Few people enter the patient's room with the task of sitting and listening to them. Yet feelings and concerns, values, self-image, and faith issues are a storm inside, needing to be shared. This is the strength of the pastoral role—to be able to sit and listen with understanding. The patient needs to feel blessed by feeling enough worth that someone would be concerned to hear what the illness experience is like. Self-worth that is normally defined by doing or productivity is unavailable to the patient. Discovering worth in simply being is elusive, until you have the experience of being listened to, with its attendant emotions of being accepted and forgiven.
This skill of listening is hard work, because when done well, the ear is informed by good counseling skills, relevant knowledge, and the wisdom of faith. It is a most active process. At the end of the day, however, the minister cannot count incisions, stiches, or medicines prescribed to measure worth. Being clear about the pastoral role is crucial to the enactment of it, particularly during crisis experiences.

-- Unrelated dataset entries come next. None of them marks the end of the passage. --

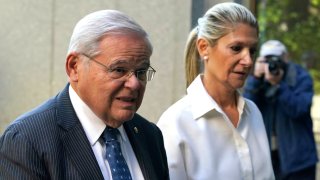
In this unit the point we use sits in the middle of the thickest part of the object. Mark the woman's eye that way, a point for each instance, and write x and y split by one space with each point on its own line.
236 48
253 51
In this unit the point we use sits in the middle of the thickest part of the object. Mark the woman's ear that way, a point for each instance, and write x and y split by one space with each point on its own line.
203 46
72 65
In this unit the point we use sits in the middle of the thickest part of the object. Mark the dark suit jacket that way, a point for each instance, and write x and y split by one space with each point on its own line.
50 143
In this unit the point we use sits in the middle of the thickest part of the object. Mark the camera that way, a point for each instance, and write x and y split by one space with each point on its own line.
275 64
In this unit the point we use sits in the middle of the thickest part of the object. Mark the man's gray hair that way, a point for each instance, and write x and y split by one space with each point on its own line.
91 29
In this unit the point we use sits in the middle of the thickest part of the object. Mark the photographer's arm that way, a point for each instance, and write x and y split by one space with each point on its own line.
296 101
254 85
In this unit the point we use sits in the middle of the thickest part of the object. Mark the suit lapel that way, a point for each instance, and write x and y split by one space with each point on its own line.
137 139
74 140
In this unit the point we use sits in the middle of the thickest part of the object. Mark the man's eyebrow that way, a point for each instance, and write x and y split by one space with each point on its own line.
129 62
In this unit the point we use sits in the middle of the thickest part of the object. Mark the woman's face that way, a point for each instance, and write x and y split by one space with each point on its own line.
231 58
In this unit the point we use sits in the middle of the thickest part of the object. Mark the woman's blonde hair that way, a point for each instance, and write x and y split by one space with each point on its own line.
217 22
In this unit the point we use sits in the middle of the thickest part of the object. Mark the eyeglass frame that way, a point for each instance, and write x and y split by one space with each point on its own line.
129 73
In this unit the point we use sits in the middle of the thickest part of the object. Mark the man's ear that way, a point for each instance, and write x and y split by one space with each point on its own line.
72 65
202 46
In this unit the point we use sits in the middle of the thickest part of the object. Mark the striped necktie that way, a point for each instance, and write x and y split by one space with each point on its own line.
118 166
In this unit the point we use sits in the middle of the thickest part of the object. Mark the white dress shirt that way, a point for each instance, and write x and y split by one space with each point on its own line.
202 144
94 127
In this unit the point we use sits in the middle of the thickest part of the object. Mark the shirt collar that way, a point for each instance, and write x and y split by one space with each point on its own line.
91 123
202 102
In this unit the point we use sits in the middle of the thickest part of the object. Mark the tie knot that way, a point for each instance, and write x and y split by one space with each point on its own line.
110 134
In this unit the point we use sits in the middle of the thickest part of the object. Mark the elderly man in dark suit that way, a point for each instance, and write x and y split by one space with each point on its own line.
90 130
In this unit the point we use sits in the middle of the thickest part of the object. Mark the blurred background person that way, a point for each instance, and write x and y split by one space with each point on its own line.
283 92
213 132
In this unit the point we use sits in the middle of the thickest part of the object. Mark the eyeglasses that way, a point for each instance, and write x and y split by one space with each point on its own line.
121 72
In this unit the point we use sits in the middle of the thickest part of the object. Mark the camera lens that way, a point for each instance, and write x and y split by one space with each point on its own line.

Understanding the Organization of the Hospital
The hospital exists in order to provide care for ill persons who cannot be treated on an ambulatory or outpatient basis. A few services, such as the various clinics and departments like radiology, will serve both outpatients and inpatients. Within the institution, one researcher has estimated that over 230 different professional disciplines provide direct or indirect services to patients.3 Some of these disciplines will have personal contact with the patient while others will play a crucial role but never see or even know the patient's name. The physician's diagnosis, for example, was probably confirmed by a lab technologist who also tested for the drug producing the most beneficial response. Yet the patient will not likely know of this person who played such an important role in treatment.